Blocages des ponts de Londres, interruption du trafic automobile ou obstruction d’un ministère : ces militants, qui luttent de manière radicale mais non violente, sont prêts à risquer la prison pour se faire entendre. Leur message a rapidement séduit : 40 000 personnes ont désormais rejoint le mouvement dans 119 pays, dont la France.

« Le succès du mouvement est lié à l’urgence de la situation. Nous sommes en rébellion pour changer l’ensemble du système et non le climat », affirme Tina, d’Extinction Rebellion Royaume-Uni. Le soutien de la jeune Suédoise Greta Thunberg, qui a lancé un mouvement international de grève scolaire pour le climat, a contribué à populariser Extinction Rebellion, notamment auprès des plus jeunes. Et l’appui de 200 universitaires et intellectuels (dont le linguiste américain Noam Chomsky et l’essayiste canadienne Naomi Klein) lui a donné ses lettres de noblesse.

« On tente de contourner les GAFA »

En France, plus de mille militants sont désormais inscrits sur le forum interne, hébergé sur un serveur privé et alimenté par des énergies renouvelables. « Les services de messagerie et de partage de documents ont tous été décentralisés pour éviter que nos données soient récupérées par les autorités, et aussi parce que l’on tente de contourner les GAFA [les entreprises les plus puissantes d’Internet, Google, Apple, Facebook et Amazon] », explique Armelle, 26 ans, l’une des membres d’Extinction Rebellion France, « XR » comme tous le surnomment. 

Des citoyens se forment à la désobéissance civile à l’appel du mouvement Extinction Rebellion France. Julien Daniel

Des citoyens se forment à la désobéissance civile à l’appel du mouvement Extinction Rebellion France. Julien Daniel

« Déclaration de rébellion »

Dans les conversations en ligne, les « rebelles », sous pseudos, débattent pour savoir si le mouvement est anticapitaliste, quelle convergence est possible avec les « gilets jaunes » ou comment « faire bouger les lycées ». On s’échange des articles, on organise des rencontres, on se répartit les groupes de travail (actions et logistique, coordination internationale, arts ou médias et messages). Surtout, on prépare les actions à venir, c’est-à-dire l’entrée en résistance concrète.

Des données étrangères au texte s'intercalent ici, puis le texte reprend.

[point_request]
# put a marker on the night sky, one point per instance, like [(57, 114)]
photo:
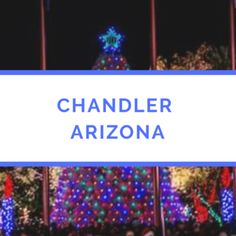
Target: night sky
[(73, 27)]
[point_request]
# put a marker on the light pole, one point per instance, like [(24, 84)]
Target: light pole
[(45, 190), (43, 56), (153, 46), (232, 32)]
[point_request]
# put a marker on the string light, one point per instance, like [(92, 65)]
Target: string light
[(111, 41), (227, 205), (88, 195), (7, 207), (111, 59), (174, 209), (226, 195)]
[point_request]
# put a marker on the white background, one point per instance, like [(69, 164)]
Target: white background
[(200, 128)]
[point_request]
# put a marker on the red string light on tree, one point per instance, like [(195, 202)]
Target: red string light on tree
[(225, 177), (8, 187)]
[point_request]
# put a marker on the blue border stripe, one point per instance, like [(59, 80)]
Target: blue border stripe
[(117, 72), (181, 164)]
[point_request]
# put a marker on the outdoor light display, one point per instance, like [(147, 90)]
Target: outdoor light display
[(96, 195), (227, 198), (173, 207), (111, 58), (7, 207)]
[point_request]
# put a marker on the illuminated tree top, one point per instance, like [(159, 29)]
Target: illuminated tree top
[(111, 40)]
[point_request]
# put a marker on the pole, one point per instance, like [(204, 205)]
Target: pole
[(232, 33), (46, 195), (234, 190), (157, 199), (43, 56), (153, 48)]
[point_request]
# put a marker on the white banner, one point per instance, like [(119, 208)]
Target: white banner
[(118, 118)]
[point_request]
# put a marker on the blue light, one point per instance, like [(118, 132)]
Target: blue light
[(111, 41), (227, 205), (7, 216)]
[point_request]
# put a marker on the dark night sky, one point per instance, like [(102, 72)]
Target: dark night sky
[(73, 27)]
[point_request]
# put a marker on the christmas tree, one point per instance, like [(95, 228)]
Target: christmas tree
[(111, 59), (86, 196), (174, 209)]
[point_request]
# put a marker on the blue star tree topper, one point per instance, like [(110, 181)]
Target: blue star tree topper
[(111, 41)]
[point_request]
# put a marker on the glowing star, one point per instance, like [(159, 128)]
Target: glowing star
[(112, 40)]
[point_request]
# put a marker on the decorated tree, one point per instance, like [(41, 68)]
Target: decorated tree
[(8, 207), (226, 195), (26, 193), (90, 195), (206, 57), (173, 207), (111, 58)]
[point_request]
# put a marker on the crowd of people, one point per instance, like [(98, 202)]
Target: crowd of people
[(179, 229)]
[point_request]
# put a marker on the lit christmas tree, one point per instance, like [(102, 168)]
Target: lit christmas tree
[(111, 59), (174, 209), (86, 195), (7, 207)]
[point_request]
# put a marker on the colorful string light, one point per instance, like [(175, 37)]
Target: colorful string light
[(226, 196), (111, 41), (227, 205), (7, 207), (174, 209), (88, 195), (111, 59)]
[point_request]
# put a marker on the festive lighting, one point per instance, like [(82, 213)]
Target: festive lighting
[(111, 59), (227, 205), (7, 207), (183, 178), (174, 209), (226, 195), (111, 41), (88, 195), (204, 209)]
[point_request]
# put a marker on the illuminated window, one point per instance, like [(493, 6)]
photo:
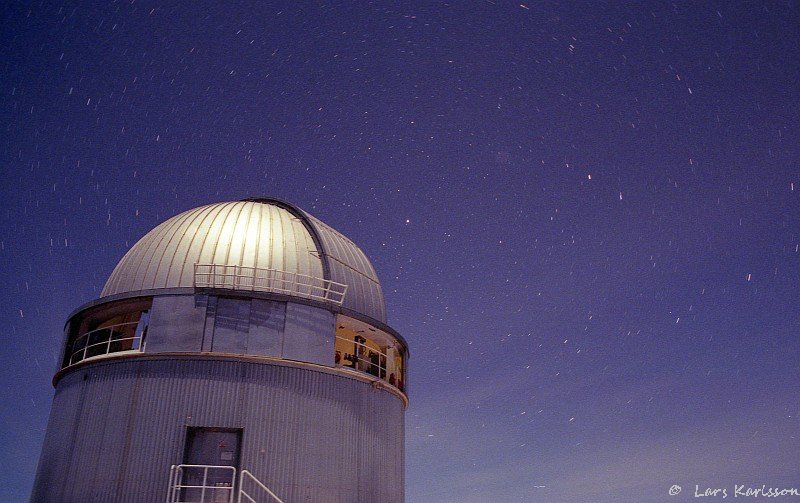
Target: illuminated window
[(108, 329), (364, 348)]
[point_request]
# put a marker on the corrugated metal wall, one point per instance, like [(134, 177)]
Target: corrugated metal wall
[(117, 426)]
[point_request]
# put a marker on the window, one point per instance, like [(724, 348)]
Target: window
[(108, 329), (362, 347)]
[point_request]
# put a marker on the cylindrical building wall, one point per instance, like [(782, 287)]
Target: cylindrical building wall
[(236, 336), (117, 425)]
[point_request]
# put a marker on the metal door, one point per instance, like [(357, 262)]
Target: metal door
[(208, 449)]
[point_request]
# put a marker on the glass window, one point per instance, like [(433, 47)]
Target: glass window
[(361, 347), (108, 329)]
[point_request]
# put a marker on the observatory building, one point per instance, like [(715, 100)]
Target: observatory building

Elle aura lieu le 24 mars, officialisée par une « déclaration de rébellion », en présence d’activistes et de personnalités écologistes qui liront les revendications à tour de rôle. Comme outre-Manche, les Français demandent aux gouvernants de reconnaître la gravité des crises actuelles, de réduire immédiatement les émissions de gaz à effet de serre pour atteindre la neutralité carbone d’ici à 2025 et de créer une assemblée citoyenne chargée de décider des mesures à mettre en place pour atteindre ces objectifs. S’y ajoute une quatrième revendication propre à l’Hexagone : l’arrêt immédiat de la destruction des écosystèmes océaniques, terrestres et aériens.

« Faire perdre de l’argent au système »

« Les actions débuteront de une à deux semaines après cette déclaration pour ne plus s’arrêter, dans une logique d’escalade de la rébellion », explique Damien, 25 ans, un autre membre d’« XR » France. Comme à Londres, ils imaginent bloquer et occuper l’espace public, détourner des publicités ou immobiliser des voitures. « L’idée finale, c’est quand même de cibler les lieux de pouvoir, comme par exemple le quartier de la Défense à Paris ou des banques, pour déranger l’économie et le système, lui faire perdre du temps et de l’argent », poursuit Damien.

En parallèle des grandes opérations spectaculaires, Extinction Rebellion incite à la multiplication des actions locales et spontanées, à partir du moment où trois personnes sont d’accord. « On se veut un mouvement très décentralisé, horizontal, sans porte-parole et accessible à tous », avance Damien. Une manière de recruter largement des profils de tous âges (même si les jeunes sont majoritaires) et de tous métiers (ingénieur, psychologue, maraîcher, artiste, etc.) Tous s’attellent déjà à la préparation de la Semaine internationale de la rébellion, prévue mi-avril. L’insurrection est lancée.

Face à l’urgence climatique, les militants se tournent vers la désobéissance civile

L’action directe s’est démocratisée. Elle attire de plus en plus de citoyens, qui veulent inverser le rapport de force et retrouver un collectif. Avec l’arrivée de cette armée de militants prêts à aller en prison pour leur cause, mais aussi la contestation sociale des « gilets jaunes », les stages de désobéissance civile font le plein. « Les gens veulent savoir comment réagir face aux violences policières et au contexte de tensions. On organise désormais des stages tous les week-ends, contre une fois par mois auparavant », constate Rémi Filliau. Le jeune homme de 35 ans appartient au collectif des Désobéissants, qui a formé près de 2 000 personnes depuis sa création en 2006 par un ancien de Greenpeace.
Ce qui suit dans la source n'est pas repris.